Writer’s Craft # 125 – A whole new villain

Anne E Johnson

Anne E. Johnson celebrates the release of Blue Diamond Delivery, sequel to her humorous, noir-inspired science fiction novel Green Light Delivery from Candlemark & Gleam Publishing. She writes speculative and historical fiction for adults and children, and has had over thirty short stories published in The Future Fire, Shelter of Daylight, Drunk Monkeys, and elsewhere.

When I first wrote Blue Diamond Delivery, one of my beta readers complained about some aspects of the plot. However, he couldn’t articulate what was causing the problem beyond that he didn’t quite buy my main character’s motivation. I puzzled over it, and made some small changes, but I knew I still hadn’t hit the meat of the problem.

A writer with a fantastic editor is a blessed writer, indeed. I sent the novel to Kate Sullivan at Candlemark & Gleam. Among her thousand editorial comments was the observation that all the plot threads were loose. They needed something to hold them together so they all led toward one place.

Seeing it in those terms, I realized just what was missing: I needed a proper villain! And so, in the deepest gut-renovation of a novel I’ve ever attempted, I wrote in an additional major character. The scariest part was making sure this character was connected at every point in the pre-existing plot and sub-plots.

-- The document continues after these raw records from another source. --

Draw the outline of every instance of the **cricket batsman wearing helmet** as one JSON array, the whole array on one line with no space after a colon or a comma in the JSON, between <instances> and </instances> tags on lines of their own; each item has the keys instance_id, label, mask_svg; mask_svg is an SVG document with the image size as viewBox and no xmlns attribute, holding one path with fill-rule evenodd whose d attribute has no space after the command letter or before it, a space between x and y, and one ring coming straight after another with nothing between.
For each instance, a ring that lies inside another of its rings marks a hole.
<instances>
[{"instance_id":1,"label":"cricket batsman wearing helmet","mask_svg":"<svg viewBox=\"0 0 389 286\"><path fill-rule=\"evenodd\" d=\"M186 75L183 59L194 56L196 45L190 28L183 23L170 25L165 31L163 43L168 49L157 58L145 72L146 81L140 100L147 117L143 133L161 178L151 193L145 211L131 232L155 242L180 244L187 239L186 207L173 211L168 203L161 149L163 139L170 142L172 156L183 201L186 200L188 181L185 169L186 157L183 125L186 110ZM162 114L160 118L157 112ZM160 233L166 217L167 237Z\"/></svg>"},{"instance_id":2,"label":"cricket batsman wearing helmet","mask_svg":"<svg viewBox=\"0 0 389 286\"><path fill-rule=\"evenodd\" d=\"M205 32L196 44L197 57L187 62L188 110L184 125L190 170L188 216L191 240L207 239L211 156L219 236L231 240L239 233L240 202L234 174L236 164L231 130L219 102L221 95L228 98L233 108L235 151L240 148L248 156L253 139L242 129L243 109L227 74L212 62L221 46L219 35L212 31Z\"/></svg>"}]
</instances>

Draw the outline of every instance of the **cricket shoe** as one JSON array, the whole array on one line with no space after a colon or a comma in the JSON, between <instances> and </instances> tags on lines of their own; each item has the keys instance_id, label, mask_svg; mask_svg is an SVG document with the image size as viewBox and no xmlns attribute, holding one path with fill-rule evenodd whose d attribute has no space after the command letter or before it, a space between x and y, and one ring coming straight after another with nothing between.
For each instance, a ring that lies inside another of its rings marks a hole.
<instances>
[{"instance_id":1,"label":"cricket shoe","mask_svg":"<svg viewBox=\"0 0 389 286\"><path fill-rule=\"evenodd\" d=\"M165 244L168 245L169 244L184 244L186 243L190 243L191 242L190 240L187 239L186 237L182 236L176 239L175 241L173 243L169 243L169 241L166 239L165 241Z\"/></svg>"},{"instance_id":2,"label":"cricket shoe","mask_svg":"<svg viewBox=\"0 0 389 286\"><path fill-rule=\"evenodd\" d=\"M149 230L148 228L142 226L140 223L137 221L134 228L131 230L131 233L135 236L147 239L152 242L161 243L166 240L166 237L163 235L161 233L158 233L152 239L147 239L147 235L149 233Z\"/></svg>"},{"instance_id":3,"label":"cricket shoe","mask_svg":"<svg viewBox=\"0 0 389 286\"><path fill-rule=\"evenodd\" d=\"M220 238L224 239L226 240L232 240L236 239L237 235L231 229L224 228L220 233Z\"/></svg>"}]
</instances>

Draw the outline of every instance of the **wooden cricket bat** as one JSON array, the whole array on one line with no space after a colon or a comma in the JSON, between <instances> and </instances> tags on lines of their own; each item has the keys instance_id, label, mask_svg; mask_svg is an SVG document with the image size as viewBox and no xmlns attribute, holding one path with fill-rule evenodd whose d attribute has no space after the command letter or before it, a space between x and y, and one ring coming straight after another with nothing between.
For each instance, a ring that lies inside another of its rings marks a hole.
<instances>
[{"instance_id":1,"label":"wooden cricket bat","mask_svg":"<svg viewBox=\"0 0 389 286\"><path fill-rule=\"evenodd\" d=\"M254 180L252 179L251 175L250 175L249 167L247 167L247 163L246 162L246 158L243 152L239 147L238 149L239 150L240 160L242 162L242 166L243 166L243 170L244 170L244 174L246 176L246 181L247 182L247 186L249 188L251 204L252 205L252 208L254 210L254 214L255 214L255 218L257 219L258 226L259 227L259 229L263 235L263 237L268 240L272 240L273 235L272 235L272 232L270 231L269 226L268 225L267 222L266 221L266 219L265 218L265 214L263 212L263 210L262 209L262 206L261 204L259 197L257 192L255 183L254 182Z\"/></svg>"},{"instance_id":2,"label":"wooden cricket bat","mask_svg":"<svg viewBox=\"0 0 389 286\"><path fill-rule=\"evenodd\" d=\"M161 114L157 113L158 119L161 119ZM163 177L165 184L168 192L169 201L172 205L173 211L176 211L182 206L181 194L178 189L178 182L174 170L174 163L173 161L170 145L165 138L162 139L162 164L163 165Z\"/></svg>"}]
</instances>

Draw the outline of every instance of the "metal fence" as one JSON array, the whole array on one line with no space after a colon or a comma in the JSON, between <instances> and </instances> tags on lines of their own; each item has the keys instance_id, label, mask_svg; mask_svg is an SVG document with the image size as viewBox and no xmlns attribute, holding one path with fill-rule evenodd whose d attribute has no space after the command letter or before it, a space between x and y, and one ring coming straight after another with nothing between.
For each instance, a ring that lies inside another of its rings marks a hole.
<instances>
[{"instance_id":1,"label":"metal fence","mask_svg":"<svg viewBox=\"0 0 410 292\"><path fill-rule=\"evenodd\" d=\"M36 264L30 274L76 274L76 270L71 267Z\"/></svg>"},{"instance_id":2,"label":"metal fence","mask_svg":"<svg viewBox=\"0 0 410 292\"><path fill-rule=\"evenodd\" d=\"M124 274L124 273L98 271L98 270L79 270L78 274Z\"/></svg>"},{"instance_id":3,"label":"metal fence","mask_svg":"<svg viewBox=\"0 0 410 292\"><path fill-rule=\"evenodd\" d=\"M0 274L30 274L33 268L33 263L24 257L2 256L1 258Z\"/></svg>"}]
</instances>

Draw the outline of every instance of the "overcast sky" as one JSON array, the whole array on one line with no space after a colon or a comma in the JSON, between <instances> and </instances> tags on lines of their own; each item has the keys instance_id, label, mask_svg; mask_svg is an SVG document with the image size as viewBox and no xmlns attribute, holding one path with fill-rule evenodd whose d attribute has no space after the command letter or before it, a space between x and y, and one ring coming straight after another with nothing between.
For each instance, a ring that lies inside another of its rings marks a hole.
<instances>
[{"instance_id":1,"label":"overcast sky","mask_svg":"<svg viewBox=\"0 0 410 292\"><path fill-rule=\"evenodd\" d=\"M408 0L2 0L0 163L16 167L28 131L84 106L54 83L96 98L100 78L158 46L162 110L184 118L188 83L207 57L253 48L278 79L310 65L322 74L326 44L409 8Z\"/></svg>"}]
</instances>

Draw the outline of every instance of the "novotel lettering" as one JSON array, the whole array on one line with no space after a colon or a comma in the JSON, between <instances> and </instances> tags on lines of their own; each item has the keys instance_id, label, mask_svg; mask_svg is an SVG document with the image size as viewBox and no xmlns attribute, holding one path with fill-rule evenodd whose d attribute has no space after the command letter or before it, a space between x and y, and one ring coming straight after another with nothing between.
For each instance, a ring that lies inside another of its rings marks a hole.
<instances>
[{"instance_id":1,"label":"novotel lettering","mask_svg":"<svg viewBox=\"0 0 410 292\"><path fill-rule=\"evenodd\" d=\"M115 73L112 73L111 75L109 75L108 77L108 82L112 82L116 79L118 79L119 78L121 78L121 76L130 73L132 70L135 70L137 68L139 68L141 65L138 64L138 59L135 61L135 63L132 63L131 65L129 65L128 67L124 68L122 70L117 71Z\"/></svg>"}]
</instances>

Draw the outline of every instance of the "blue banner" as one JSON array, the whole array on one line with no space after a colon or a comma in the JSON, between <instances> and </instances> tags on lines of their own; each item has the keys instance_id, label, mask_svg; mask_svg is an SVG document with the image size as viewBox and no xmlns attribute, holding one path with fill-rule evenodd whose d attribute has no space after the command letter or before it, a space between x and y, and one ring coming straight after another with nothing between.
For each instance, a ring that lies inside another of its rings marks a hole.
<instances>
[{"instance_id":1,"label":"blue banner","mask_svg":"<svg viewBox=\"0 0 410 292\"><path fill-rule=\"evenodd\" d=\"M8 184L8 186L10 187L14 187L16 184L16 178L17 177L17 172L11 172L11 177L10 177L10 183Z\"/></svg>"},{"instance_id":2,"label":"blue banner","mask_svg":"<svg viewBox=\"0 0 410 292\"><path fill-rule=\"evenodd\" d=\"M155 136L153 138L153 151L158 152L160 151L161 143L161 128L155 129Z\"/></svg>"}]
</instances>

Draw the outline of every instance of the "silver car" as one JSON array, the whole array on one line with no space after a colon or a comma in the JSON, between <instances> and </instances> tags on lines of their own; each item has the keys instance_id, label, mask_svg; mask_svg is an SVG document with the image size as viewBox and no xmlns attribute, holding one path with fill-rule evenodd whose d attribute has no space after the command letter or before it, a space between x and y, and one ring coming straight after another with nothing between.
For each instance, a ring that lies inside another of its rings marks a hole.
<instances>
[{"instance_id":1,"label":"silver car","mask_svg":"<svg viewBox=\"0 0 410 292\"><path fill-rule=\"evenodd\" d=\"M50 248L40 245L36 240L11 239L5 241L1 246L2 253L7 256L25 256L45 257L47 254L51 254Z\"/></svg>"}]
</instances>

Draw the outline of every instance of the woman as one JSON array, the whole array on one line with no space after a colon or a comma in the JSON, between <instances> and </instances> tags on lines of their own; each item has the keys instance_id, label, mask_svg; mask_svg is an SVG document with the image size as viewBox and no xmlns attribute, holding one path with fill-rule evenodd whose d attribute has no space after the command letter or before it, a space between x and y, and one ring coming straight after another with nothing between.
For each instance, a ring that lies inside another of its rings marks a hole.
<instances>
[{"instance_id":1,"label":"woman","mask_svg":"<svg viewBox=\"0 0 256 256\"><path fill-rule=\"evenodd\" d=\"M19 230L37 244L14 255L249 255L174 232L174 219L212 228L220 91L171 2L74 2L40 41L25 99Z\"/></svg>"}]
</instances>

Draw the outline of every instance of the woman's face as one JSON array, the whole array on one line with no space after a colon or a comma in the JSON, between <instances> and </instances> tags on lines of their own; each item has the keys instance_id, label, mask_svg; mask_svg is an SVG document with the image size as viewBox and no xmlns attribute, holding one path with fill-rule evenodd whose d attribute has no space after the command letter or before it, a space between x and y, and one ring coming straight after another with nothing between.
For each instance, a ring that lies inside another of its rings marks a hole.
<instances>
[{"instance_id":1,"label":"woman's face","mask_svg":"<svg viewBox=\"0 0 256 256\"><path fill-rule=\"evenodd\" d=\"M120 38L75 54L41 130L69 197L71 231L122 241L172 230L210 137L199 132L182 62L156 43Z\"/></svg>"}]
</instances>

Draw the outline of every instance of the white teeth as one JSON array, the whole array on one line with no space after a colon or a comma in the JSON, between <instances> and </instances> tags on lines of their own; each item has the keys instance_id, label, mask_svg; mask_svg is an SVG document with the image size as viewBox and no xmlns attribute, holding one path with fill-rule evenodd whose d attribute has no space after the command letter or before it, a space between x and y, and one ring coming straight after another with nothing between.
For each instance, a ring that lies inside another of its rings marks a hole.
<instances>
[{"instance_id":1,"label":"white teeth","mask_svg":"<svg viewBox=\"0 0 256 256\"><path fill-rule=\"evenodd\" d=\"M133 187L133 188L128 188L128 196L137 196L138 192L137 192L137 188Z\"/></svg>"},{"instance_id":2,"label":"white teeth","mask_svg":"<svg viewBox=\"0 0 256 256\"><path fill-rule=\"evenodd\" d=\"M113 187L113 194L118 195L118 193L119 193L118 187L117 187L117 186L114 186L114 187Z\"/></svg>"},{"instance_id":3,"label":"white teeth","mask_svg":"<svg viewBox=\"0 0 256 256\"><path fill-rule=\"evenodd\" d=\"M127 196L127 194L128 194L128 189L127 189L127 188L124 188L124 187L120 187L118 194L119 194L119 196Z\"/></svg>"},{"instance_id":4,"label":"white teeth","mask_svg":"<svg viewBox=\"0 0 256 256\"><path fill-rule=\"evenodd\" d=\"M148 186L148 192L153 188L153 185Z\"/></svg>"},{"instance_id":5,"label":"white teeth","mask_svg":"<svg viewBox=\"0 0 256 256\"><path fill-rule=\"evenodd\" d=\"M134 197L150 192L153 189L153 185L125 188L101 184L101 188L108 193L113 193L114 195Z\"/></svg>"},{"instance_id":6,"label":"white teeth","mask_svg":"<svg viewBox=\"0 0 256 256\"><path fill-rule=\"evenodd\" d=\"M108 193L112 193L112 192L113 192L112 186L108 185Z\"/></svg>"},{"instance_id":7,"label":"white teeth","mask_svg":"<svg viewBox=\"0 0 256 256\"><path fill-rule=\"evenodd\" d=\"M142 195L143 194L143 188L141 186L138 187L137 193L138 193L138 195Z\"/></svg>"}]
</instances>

But on the whole it was a fascinating thing to try and rewarding to achieve.

What is the biggest, deepest change you’ve ever made to a manuscript that you thought was basically finished?


7 thoughts on “Writer’s Craft # 125 – A whole new villain

  1. I had two characters meet in a near-to-last chapter. It was just a way of transferring information between plot threads. But when they met, sparks flew! I had to go back and rewrite the one of them who I hadn’t even known was gay… and their love affair became the core of the next novel in the series.

  2. After receiving the same critique from many beta readers, I chose to start the story about a third of the way through. All the front end detail had to be re-worked and inserted as back story. Back story is always tricky. You can’t dump too much too soon, but you need enough for the story to make sense. It was a lot of work, but a terrific learning experience.

  3. Thanks, Anne. Just reading your comments made me think about what was missing in my novel in progress. While not a villain, I have had to re-think the whole progression of characters, motivation, who is the good and who is bad, and who is both. More work (aargh), but that is just fine.